Twenty years is a long time, particularly in view of the many things that happened in the meantime. At first I thought I would have to update it significantly. But after rereading it for the first time since I wrote it, I discovered (to my dismay) that it needs no updating at all. Alas, my worst forecasts have come true: failure to finish off the Soviet system conclusively has led to its revival. Clearly Putin and his KGB cohorts would have never climbed to power if Russian society had the courage to launch what we advocated twenty-three years ago: a Nuremberg-style trial and lustrations. Without it, the country went full circle and reverted back to the USSR.
So this book is as topical today as it was two decades ago. The only changes made in this edition are in chapter 6, and even those were not corrections, but additions. At the time of writing, I did not have all the necessary documents at my disposal, and made some assumptions on the basis of circumstantial evidence. Since then quite a lot of those documents have surfaced and confirmed my guesses, enabling the expansion of chapter 6.
However, the credit for this achievement must go to Pavel Stroilov, not to me. After I published this book in 1995–1996, the Russian authorities would no longer permit me to visit Russia, and I needed a capable assistant on the spot. It happened that such an assistant emerged all by himself; back in 1991, upon returning from my first trip to Moscow, I received an unexpected letter. Its wording suggested the writer was more accustomed to speaking Russian than English:
“Good day, Vladimir Konstantinovich! My name is Pavel and I am 7 years old. I have read in a newspaper that you don’t like communists. I dislike them, too. Let’s keep a company.”
Naturally I responded that of course we, the anticommunists, must stick together. But as I live in Britain, he must improve his English, and I sent him a lot of books for that purpose. By the age of twelve Pavel was fluent in English, and a few years later became a student in one of Moscow’s universities.

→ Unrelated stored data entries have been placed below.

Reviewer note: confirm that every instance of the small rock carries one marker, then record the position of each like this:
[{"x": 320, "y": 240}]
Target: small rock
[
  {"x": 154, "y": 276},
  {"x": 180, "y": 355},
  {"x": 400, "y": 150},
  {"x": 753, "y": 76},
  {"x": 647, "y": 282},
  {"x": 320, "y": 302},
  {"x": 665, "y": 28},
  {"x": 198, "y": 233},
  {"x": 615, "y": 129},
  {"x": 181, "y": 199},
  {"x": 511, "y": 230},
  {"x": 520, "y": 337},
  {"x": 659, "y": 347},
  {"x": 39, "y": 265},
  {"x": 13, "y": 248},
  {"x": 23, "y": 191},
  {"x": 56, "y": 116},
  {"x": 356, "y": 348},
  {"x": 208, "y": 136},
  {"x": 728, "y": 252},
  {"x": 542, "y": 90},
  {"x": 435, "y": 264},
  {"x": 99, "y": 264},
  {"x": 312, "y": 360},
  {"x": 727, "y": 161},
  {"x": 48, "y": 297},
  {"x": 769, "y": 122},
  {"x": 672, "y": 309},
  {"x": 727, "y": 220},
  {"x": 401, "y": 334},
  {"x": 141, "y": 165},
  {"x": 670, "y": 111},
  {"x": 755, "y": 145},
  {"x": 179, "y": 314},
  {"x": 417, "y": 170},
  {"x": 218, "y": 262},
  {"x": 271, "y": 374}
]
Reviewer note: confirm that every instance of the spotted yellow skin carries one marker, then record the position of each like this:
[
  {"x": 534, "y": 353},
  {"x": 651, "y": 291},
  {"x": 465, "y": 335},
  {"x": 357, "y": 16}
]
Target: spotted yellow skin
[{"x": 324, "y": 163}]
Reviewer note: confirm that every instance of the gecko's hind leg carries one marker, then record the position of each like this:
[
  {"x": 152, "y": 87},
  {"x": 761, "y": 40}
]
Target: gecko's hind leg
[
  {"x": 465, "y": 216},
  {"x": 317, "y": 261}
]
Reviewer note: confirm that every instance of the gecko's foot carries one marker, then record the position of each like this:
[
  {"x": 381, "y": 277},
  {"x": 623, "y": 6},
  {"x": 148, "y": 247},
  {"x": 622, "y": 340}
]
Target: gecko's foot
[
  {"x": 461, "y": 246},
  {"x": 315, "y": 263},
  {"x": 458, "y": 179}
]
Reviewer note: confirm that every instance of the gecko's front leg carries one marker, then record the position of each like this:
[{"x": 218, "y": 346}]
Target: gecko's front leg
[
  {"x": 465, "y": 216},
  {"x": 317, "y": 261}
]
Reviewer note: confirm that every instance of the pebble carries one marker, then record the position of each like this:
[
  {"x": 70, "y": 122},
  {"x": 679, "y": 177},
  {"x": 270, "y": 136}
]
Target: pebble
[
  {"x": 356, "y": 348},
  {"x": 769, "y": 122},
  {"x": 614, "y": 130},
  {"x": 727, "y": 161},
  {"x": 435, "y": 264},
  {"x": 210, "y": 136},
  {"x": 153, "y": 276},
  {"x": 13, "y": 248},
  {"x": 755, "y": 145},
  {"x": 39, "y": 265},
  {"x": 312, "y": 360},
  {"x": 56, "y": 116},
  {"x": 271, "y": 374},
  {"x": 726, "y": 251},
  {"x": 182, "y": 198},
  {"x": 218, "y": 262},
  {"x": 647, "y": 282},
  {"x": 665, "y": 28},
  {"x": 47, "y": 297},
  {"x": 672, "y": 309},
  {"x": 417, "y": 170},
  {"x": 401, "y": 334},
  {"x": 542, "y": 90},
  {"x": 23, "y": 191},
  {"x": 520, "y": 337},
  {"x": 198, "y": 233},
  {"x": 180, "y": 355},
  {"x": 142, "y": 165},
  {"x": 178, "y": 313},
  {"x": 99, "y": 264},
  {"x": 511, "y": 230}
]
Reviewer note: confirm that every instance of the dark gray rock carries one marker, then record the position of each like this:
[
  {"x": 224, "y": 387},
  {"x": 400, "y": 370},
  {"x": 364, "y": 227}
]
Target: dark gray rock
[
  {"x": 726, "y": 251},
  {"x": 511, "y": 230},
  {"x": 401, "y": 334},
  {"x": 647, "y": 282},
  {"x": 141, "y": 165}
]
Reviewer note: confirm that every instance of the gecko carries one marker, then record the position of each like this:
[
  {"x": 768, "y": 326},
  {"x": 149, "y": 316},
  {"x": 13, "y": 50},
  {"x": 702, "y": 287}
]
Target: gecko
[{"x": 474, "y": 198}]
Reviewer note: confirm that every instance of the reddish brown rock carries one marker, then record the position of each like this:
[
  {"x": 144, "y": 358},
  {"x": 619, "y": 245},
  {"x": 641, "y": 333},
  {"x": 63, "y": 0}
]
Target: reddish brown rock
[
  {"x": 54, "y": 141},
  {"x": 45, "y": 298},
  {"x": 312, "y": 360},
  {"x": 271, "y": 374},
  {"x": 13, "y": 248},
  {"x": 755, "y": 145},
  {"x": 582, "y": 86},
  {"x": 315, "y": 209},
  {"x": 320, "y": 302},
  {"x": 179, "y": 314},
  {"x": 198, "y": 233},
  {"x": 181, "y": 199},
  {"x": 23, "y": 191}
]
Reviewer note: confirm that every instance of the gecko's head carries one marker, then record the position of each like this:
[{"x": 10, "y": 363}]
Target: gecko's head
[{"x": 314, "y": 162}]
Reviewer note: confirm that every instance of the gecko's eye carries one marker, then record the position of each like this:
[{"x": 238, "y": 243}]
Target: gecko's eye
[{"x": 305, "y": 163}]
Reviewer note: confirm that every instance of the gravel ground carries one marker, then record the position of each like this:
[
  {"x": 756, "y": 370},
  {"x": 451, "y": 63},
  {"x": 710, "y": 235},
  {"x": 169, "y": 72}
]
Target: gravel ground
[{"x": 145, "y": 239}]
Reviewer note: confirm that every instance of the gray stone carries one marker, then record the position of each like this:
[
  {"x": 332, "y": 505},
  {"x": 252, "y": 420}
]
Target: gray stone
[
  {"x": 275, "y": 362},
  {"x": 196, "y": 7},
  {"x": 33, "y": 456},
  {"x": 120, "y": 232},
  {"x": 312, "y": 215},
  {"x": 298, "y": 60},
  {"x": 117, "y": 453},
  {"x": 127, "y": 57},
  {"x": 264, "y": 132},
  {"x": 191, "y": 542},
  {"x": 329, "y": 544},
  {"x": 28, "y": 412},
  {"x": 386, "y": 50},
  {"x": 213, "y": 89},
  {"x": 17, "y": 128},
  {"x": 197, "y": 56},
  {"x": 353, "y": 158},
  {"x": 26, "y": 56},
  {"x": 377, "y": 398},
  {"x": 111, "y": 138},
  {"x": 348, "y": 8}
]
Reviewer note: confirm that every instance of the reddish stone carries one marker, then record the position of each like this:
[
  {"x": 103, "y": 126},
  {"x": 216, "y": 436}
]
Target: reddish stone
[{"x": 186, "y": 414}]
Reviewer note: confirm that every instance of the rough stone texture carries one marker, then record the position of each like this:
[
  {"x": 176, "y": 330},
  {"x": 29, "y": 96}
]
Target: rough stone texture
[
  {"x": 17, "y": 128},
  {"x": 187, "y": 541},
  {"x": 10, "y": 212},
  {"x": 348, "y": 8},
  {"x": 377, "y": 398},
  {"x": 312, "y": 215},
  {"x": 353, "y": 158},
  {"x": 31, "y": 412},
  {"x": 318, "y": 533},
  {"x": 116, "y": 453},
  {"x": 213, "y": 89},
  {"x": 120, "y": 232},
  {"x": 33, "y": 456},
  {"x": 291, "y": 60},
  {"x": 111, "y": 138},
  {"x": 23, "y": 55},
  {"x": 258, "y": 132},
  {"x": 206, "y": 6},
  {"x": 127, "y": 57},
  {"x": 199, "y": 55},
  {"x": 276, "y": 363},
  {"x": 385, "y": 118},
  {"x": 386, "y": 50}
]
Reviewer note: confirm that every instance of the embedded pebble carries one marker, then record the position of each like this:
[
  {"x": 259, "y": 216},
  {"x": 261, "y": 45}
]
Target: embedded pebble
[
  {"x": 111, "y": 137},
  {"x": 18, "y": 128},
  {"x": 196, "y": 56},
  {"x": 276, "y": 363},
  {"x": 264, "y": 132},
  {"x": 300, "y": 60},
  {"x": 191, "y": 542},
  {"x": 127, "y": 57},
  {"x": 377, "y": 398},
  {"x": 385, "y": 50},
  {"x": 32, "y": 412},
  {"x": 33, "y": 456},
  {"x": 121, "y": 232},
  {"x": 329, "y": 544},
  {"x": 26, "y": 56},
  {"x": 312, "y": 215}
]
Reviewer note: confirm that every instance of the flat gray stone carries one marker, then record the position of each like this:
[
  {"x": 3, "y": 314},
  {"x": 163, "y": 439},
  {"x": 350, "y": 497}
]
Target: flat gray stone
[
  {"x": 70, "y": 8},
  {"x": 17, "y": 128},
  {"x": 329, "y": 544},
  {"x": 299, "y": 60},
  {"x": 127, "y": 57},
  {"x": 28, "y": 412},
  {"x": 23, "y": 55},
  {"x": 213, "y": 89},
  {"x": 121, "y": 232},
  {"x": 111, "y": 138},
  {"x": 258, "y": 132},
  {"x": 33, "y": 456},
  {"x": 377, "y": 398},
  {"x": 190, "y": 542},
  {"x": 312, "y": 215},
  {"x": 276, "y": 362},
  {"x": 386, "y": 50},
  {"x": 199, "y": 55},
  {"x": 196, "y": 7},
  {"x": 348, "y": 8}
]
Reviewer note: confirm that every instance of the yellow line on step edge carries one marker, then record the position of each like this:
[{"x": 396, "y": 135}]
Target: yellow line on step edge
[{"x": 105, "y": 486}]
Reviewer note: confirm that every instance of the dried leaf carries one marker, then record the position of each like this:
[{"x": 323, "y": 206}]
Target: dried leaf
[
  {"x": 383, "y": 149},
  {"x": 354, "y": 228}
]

Around 1999–2000, when he was seventeen or eighteen years old and still living in Moscow, we discussed the idea of his trying to continue my work in the Russian archives and copy more secret documents. As Pavel likes to say, he became my “man on the inside” in Russia.
In particular, we discovered that a large body of top-secret Communist Party documents had been semi-officially copied from the Kremlin archives in the “revolutionary” chaos of 1991, and could now be accessed in the Gorbachev Foundation Archive more easily than their originals in the official Kremlin files. However, there were restrictions on which documents you were allowed to see, and a ban was imposed on removing or copying any of the material. Yet ultimately he was able to gain access to many prohibited documents, also to secretly electronically smuggle out a huge number of them—somewhere between fifty thousand and one hundred thousand pages. This was quite sufficient for Pavel to complete chapter 6 (for which we all are indebted to him).
We are also grateful to Alyona Kojevnikov, who translated this book into English brilliantly and incredibly quickly. It must surely be a world record!
Special thanks to John Crowfoot for his invaluable work with my archive, Originally placed on the internet by Yulia Zaks and Leonid Chernikhov in 1999, it consists of documents I copied in Moscow in 1992 that serve as the foundation of this book. However, the archive required a major effort to be put in order, a task accomplished ably by John. He also deserves credit for the meticulous translation of dozens of documents into English.
Finally, we must applaud the publisher, Ninth of November Press, for daring to publish a book no other English-language publisher in the world had the courage to touch for twenty years. A special thanks also goes to the dedicated volunteers who donated their time to prepare this book.